Господин Дрого рассмеялся.
— Что скажешь, Ян? Отпустишь своего мальчишку?
— Да если вы, хозяин, берете своего, то отчего бы ж мне и моего с вами не отпустить? Ежели вы не против, так и я согласен.
— Спасибо! — аж взвизгнул Улти.
— Спасибо, пап! — просиял Перри.
— Марш спать! — оборвал их восторги старший Мышекорь. — Завтра я вам выспаться не дам, разве потом в телеге носом поклюете.

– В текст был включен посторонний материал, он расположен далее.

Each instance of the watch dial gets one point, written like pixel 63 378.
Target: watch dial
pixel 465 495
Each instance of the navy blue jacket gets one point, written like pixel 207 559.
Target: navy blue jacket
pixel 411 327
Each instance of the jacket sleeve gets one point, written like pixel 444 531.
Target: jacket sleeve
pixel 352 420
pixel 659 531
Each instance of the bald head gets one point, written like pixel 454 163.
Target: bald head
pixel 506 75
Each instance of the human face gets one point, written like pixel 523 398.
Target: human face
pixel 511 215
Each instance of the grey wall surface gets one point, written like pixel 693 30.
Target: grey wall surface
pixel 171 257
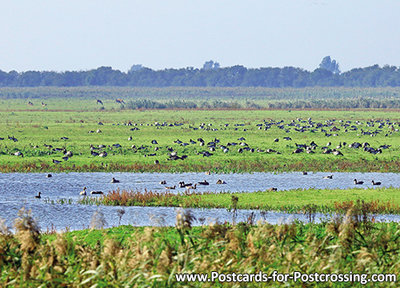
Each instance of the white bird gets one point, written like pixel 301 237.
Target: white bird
pixel 83 192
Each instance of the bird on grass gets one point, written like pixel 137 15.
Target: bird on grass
pixel 96 192
pixel 83 192
pixel 358 182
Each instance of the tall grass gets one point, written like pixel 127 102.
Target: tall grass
pixel 150 257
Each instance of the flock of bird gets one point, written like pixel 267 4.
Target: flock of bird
pixel 328 128
pixel 191 186
pixel 356 182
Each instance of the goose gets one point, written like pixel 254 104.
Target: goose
pixel 83 192
pixel 203 182
pixel 191 186
pixel 358 182
pixel 96 192
pixel 182 184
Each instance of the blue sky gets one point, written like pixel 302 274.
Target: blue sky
pixel 80 35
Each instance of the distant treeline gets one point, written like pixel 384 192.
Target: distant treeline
pixel 235 76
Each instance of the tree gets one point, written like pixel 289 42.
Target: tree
pixel 330 65
pixel 211 65
pixel 135 67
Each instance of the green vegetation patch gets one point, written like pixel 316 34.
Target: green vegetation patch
pixel 151 257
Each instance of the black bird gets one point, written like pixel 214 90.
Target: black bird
pixel 203 182
pixel 358 182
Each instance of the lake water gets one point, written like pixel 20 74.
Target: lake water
pixel 18 190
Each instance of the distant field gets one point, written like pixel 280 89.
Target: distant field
pixel 84 98
pixel 35 129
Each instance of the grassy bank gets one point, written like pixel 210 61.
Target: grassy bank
pixel 380 200
pixel 151 257
pixel 38 141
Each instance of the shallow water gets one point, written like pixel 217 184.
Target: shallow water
pixel 18 190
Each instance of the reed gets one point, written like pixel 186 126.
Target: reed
pixel 151 256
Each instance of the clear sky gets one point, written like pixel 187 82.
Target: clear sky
pixel 85 34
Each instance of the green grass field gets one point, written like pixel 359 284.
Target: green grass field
pixel 379 201
pixel 34 129
pixel 126 256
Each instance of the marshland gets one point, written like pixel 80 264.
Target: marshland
pixel 292 185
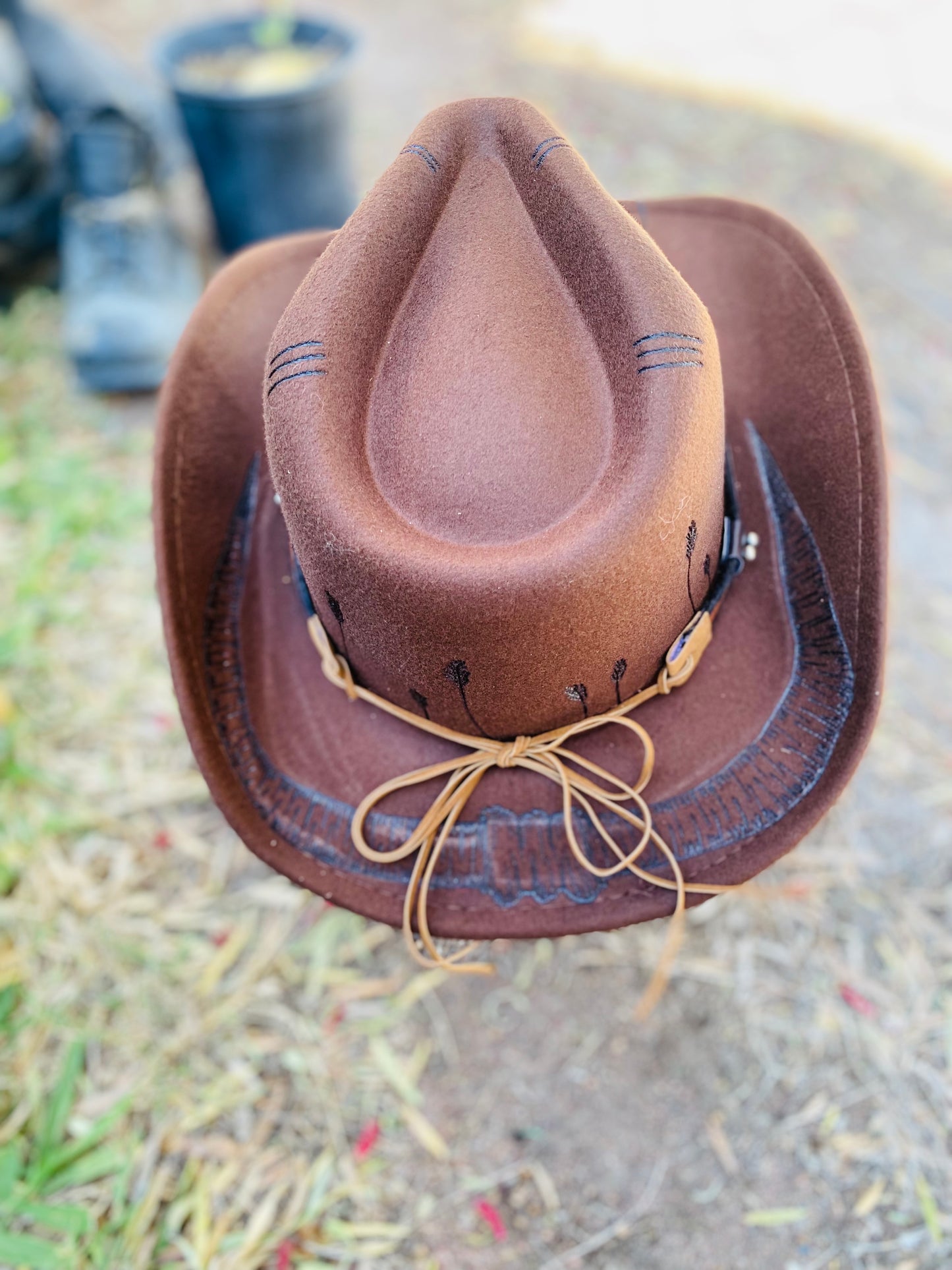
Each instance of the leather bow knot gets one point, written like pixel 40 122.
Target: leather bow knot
pixel 546 756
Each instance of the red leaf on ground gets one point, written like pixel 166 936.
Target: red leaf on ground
pixel 857 1001
pixel 490 1216
pixel 367 1141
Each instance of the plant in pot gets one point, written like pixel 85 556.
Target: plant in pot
pixel 264 104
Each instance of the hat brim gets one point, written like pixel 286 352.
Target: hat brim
pixel 750 753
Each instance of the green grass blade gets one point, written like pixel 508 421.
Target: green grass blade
pixel 88 1169
pixel 67 1218
pixel 34 1254
pixel 59 1105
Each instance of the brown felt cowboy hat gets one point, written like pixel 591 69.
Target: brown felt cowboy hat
pixel 452 490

Парнишки оправились спать, а Дрого с Яном пошли в амбар.
Уложено было далеко не все, но Мышекорь не торопился грузить мешки.
— Ян, послушай, — сказал он без тени прежней вальяжности. — Ты понимаешь, почему я беру Перри с собой?
— Догадываюсь.
— Война только-только кончилась, Ян. А мой Перри, да и твой Улти — головы горячие, хмель дурной в них еще не перебродил. И чтобы они на рожон не лезли, я их и буду держать при себе. Обоих.
Ян понимающе кивнул.
— Слушай меня, Ян, — продолжал господин Дрого. — Может, я выжил из ума, что сейчас еду в Брыль, а только, пойми, чую я: время. Нельзя упускать. И не в деньгах дело.
— Ясно, хозяин.
— Ты меня знаешь, Ян: ради барыша я пойду на многое, но нет такого дела, на которое я пойду только ради барыша. И сейчас — не военные цены меня подняли. А что — не знаю.
— Да вы не тревожьтесь, хозяин, — улыбнулся Ян. — Всё будет здесь в порядке. А ежели чего — я вашу Петунию, свою Примулу да девчонок — в один погреб, да мешками снаружи завалю. Целёхоньки будут!
— Ох, Ян, не приведи судьба…
— Не тревожьтесь, говорю. Война, опять же, позади, так что это я так, на всякий-разный случай. Положитесь на меня, хозяин, и езжайте себе спокойненько. Вы ж Яна с тех пор знаете, как мы не то что умещались под одним столом оба, а нам еще и места подраться хватало…
Хоббиты переглянулись — и рассмеялись. Тихонько, чтобы не разбудить спящий дом.
— Помню, как не помнить, — сказал Дрого. — Меня тогда еще обижало, что отец мой тебя вытаскивал за шиворот, а меня — не иначе как за ухо.